If tariffs on foreign goods are introduced, companies may engage in more U.S.-based M&A. Trump has proposed “universal baseline tariffs on most foreign products” of 10%, and specific tariffs of up to 60% on Chinese products. Trump has also stated that he will impose a 25% tariff on all products from Mexico and Canada. An increase in tariffs on foreign goods could make the supply chain more expensive, which could cause companies to reorganize their supply chains by “onshoring” production back to the United States, or at least out of China and other high-tariff countries. U.S. and foreign companies alike may react to these tariffs by acquiring or building manufacturing facilities in the United States.

Public Companies

The extent of mandatory disclosure for Exchange Act-reporting companies will likely be reduced. Specifically, the incoming administration is expected to roll back the recently-passed climate disclosure rules—or at least instruct government lawyers not to defend them in court. This would reduce reporting costs for companies that would otherwise be required to investigate and report certain climate-related risks to investors. The SEC’s new disclosure rule on cybersecurity risk is also a target for the Trump administration to roll back.

The SEC will likely focus more on enforcement of current rules than new rulemaking. The SEC is expected to halt its aggressive rulemaking and enforcement agenda under current Chair Gary Gensler and instead return to its “bread-and-butter” of general fraud enforcement. Gensler will step down as Chair effective at 12:00 p.m. ET on Jan. 20, 2025, the day of Trump's inauguration. Paul Atkins, a former SEC Commissioner under George W. Bush, will assume the role after he is confirmed. Atkins, who as a Commissioner opposed regulations he believed would thwart competition, is expected to take an approach that is more pro-business and pro-capital markets than Gensler's. Atkins has argued against fines and regulations that would increase the costs for public companies and investors and has stated that the lack of clarity regarding crypto regulation is a "fundamental underlying issue" for the SEC to address.

Private Equity

The new administration will likely view private equity less skeptically than the Biden administration, which focused more of its antitrust attention on serial acquirers. Under the prior Trump administration, the DOJ treated strategic and financial buyers neutrally. The incoming administration is expected to return to this neutral standard.

The FTC’s rule banning employee noncompete agreements may be rescinded or weakened. Although Trump has not spoken directly on the matter, Trump may appoint commissioners to the FTC who would rescind the rule or instruct government lawyers not to defend the rule in court.

Venture Capital

The incoming administration will likely be more crypto-friendly than the Biden administration, which may reduce the risk of investing in the crypto space. Atkins has worked closely with various cryptocurrency firms and organizations to develop regulatory best practices, is expected to advocate for less aggressive enforcement and for regulations that are more crypto-friendly. Current SEC Commissioners Hester Peirce and Mark Uyeda have also advocated for a less disruptive approach to cryptocurrency than Gensler’s “regulation by enforcement” approach. Peirce and Uyeda, who will remain as Commissioners alongside Atkins, would prefer to halt the aggressive enforcement campaign and instead collaborate with other agencies or Congress to create a more transparent and structured regulatory framework.
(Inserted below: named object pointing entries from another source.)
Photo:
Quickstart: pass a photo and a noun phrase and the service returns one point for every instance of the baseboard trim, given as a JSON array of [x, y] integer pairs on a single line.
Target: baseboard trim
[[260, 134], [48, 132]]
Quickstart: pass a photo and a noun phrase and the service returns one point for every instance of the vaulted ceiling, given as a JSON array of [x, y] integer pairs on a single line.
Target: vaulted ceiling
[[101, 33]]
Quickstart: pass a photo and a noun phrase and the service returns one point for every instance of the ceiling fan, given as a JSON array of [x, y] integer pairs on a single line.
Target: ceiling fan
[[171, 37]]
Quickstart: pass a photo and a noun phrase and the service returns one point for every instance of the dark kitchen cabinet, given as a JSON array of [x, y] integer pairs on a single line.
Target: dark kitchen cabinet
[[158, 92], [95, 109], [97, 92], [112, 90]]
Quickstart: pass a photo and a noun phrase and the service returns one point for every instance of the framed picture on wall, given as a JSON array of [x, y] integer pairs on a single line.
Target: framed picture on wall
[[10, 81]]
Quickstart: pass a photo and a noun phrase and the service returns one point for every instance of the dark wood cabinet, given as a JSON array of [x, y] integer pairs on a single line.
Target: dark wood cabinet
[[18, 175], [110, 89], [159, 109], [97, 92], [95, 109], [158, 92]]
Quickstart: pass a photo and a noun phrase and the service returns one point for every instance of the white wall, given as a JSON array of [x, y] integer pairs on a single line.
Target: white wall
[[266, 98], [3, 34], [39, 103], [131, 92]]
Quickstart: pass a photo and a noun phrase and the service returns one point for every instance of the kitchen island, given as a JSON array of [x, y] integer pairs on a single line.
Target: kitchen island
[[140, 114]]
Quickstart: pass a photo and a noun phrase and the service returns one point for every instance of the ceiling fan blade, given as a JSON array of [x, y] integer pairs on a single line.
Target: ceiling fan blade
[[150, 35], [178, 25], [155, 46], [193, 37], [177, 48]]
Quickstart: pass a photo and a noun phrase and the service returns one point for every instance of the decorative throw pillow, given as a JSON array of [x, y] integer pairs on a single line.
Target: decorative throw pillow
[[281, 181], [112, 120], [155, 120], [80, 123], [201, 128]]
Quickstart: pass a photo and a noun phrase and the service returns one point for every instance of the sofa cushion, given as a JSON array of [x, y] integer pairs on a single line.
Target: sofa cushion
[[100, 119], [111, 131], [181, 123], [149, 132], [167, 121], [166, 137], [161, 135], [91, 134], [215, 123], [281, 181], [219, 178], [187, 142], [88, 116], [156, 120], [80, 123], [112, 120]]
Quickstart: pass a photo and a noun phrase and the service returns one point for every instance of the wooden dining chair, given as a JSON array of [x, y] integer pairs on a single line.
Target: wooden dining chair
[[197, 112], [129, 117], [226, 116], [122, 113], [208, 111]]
Venture capital firms may also find new opportunities to invest in climate-tech startups, as an expected decrease in federal support for climate-related businesses is expected to create an investment vacuum in this space.

This article is part of a broader analysis examining the anticipated challenges and opportunities created by an administration change. Attorneys from several different practice areas contributed to this series of articles across multiple legal areas.